According to The Information, the Meta AI pendant could enter testing within the next year and build on technology Meta picked up through its purchase of Limitless, a startup that made a recording pendant with summary features. That puts Meta in a familiar race: not just to make AI smaller and wearable, but to make it useful enough that people tolerate the trade-offs.

Meta AI pendant, smart glasses and a work subscription

The memo reportedly points to several new smart glasses models arriving by the end of 2026, extending the company’s push beyond its Ray-Ban line. Meta is also said to be exploring ”Wearables for Work,” a subscription aimed at business users, with features such as meeting transcription, note-taking help, and links to workplace software.

That is a smart angle.
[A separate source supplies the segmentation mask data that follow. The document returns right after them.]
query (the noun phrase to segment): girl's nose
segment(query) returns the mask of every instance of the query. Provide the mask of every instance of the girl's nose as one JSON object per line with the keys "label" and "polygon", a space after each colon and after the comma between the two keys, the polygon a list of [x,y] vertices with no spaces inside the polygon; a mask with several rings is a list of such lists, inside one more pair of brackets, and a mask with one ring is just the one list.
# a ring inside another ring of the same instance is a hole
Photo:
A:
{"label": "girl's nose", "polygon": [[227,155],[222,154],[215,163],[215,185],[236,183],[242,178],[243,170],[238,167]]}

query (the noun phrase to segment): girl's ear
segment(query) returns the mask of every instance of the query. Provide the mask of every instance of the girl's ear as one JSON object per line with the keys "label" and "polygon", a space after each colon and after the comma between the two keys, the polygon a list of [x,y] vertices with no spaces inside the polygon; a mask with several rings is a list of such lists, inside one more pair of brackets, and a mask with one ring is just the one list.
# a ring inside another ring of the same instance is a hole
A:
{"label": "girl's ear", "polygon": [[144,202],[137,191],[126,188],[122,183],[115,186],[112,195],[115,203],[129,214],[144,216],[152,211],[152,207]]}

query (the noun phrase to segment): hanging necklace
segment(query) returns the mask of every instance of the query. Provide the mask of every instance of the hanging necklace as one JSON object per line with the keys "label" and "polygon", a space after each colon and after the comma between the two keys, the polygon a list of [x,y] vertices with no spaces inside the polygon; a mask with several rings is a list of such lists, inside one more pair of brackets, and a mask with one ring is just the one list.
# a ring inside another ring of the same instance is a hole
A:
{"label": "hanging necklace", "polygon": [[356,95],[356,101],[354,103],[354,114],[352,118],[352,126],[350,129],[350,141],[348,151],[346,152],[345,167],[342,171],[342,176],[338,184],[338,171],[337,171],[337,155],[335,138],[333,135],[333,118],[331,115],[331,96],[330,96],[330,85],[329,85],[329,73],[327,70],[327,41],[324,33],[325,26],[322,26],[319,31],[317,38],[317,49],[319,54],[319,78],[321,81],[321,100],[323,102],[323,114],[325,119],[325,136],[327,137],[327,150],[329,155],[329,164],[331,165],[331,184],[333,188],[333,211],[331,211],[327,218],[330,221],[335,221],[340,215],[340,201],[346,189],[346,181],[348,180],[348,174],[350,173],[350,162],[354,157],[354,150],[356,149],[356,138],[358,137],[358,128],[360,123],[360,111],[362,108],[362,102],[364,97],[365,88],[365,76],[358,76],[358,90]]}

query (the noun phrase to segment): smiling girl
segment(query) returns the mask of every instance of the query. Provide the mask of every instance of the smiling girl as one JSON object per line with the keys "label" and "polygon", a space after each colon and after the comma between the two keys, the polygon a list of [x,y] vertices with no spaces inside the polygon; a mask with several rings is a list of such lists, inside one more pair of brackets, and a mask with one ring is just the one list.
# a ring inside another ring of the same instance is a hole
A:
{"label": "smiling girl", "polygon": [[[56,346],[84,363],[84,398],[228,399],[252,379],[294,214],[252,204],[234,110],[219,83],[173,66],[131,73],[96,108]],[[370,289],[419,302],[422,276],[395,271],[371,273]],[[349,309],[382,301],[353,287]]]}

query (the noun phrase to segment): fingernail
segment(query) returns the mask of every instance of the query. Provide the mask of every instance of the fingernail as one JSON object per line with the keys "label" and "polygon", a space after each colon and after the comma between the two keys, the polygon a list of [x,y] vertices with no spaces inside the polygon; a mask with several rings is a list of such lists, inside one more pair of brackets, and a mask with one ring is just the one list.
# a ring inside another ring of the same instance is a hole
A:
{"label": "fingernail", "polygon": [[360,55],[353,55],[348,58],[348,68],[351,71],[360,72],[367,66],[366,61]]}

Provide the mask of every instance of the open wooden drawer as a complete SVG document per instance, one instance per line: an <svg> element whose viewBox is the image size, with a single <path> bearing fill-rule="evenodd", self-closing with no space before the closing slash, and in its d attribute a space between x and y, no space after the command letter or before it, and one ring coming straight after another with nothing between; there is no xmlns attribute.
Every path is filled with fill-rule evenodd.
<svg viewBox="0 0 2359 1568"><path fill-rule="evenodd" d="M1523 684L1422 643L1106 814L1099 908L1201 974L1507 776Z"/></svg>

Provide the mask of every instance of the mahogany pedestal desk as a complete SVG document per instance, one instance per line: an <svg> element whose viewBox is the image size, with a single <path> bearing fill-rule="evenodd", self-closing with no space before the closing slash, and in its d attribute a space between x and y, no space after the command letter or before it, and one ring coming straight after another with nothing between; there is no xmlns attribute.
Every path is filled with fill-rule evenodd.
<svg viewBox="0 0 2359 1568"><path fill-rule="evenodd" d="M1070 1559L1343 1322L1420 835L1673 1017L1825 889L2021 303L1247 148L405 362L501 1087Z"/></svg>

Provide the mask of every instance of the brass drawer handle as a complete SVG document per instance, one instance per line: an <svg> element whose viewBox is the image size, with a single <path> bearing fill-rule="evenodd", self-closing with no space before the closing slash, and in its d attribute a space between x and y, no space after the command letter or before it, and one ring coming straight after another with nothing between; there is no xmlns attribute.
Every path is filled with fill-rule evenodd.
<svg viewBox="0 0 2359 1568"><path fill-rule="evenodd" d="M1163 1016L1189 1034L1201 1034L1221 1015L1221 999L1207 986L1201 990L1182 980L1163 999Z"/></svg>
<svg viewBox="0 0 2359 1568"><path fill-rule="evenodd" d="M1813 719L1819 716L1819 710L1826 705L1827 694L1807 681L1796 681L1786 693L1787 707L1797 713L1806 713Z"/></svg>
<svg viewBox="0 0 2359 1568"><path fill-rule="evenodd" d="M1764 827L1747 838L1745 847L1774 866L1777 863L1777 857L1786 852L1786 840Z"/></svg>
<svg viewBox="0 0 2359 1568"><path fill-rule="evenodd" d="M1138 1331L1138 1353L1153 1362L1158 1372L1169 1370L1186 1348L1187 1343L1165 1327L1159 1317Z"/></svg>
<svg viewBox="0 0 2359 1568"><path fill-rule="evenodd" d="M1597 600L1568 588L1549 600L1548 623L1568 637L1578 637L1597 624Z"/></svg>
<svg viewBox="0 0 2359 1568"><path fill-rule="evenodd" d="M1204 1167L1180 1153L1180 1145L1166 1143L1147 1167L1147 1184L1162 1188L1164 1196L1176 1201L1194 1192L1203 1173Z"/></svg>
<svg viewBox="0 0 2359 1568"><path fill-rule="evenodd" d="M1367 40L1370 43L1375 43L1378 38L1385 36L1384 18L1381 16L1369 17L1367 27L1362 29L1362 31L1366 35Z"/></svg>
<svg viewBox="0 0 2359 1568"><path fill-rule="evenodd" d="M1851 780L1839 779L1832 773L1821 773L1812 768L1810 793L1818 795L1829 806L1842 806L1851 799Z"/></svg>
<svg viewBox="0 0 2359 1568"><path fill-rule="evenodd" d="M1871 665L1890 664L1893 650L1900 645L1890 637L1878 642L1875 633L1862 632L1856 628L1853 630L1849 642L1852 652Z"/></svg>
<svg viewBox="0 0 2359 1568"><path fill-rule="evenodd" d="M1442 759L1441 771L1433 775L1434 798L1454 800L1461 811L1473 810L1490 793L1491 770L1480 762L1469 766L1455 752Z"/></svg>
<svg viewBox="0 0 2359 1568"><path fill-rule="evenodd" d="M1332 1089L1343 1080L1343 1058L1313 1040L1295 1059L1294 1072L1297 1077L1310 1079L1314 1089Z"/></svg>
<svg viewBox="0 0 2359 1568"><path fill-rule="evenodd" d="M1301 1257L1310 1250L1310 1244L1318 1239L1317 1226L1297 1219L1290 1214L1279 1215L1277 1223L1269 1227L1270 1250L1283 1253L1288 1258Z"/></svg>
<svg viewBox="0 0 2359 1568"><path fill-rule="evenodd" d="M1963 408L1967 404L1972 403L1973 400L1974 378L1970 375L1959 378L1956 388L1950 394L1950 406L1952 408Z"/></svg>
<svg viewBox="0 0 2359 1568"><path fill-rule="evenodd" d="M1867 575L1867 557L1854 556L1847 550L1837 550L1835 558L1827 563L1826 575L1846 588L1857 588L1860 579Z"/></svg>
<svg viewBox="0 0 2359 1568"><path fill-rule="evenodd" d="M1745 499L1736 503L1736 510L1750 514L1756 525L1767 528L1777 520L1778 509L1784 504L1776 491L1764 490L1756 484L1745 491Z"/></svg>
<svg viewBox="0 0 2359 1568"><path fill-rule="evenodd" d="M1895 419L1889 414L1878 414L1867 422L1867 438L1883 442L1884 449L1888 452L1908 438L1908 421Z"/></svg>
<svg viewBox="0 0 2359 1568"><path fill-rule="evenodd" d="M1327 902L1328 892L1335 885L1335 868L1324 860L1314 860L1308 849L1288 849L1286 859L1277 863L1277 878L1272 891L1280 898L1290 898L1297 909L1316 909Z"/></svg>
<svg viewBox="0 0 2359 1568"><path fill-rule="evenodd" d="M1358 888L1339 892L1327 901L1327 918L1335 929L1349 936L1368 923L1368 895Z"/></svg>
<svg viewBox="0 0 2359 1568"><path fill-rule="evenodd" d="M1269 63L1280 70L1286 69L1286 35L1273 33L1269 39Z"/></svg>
Consumer wearables are nice, but enterprise software tends to pay more reliably, and transcription plus note-taking is where AI hardware starts looking less like a toy and more like a tool. Google, Apple and a swarm of smaller hardware firms are all circling the same idea: if the device is always with you, the assistant should be too.

Why Meta is betting on AI wearables

Meta already has smart glasses and virtual reality gear in its portfolio, so a pendant is not a random side quest. It is a way to widen the company’s wearable footprint without waiting for glasses alone to become the perfect mainstream device, which they clearly are not yet.

  • Pendant: expected to be tested within the next year
  • Smart glasses: several new models reportedly due by the end of 2026
  • Work subscription: meeting transcription, note-taking assistance and workplace integration

The catch is obvious. AI pendants have already had a hard time winning mainstream buyers, and always-on audio raises the same privacy concerns that have dogged the category from the start. Meta can package it as productivity, but people will still ask the awkward question: who else is listening, and what happens to everything the pendant hears?

The real test is trust, not hardware

Meta may be able to ship another wearable. The harder job is convincing people that a device designed to remember everything you say is a good idea. If the company wants this category to move beyond early adopters, it will have to make privacy controls feel as compelling as the AI features themselves.